If the pressure in a gas is tripled while its volume is held constant, by what factor does $v_{rms}$ change?

VIDEO TRANSCRIPT

This is Giancoli Answers with Mr. Dychko. We can use the ideal gas law with temperature and pressure are changeable. The number of moles and the volume are not gonna be changing because we're told that its volume is held constant and it doesn't mention that the container is sealed but that's just assumed. So, the number of moles will not change either. So, we can solve this for T by dividing both sides by n R. And T in the first case going to be P1 V over n R. And T in the second case will be T2 is going to be P2 over or times V over n R and P2 we're told is 3 times the first pressure.

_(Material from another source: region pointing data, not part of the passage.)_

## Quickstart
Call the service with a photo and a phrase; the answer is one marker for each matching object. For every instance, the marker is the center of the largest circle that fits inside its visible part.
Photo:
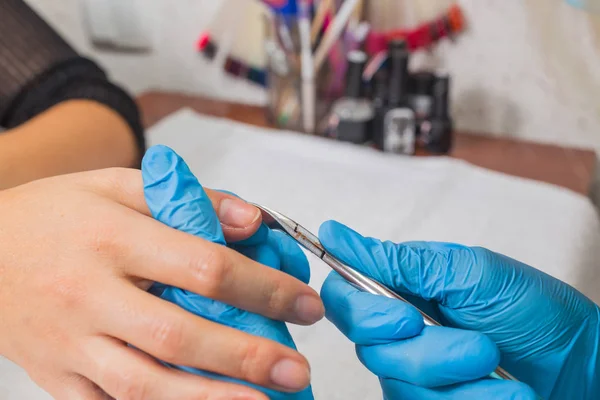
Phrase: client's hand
(176, 198)
(547, 333)
(77, 254)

So, the second pressure is 3 times the first pressure. So, we have 3 times P1 V over n R but P1 V over n R is T1. So, we'll substitute that in so, T2 is 3 times T1. And V rms in the first case is going to be square root of 3 K temperature 1 divided by m and V rms in the second case is the same thing with the T2 instead of T1. And we divide them to find the factor by which they are different. And so that means 3 K T2 over m square rooted multiplied by the reciprocal of V rms1. So, multiplied by m over 3 K T1 square rooted which gives a bunch of things cancelling. And square root T2 over T1. So, the factor by which the rms speed and the case 2 is different from the rms speed in case 1, is square root of 3 T1 because that's what we figured out from this ideal gas law that T2 is 3 times T1 when you increase the pressure by 3 times while holding volume constant. And the T1's cancel. And we're left with square root of 3.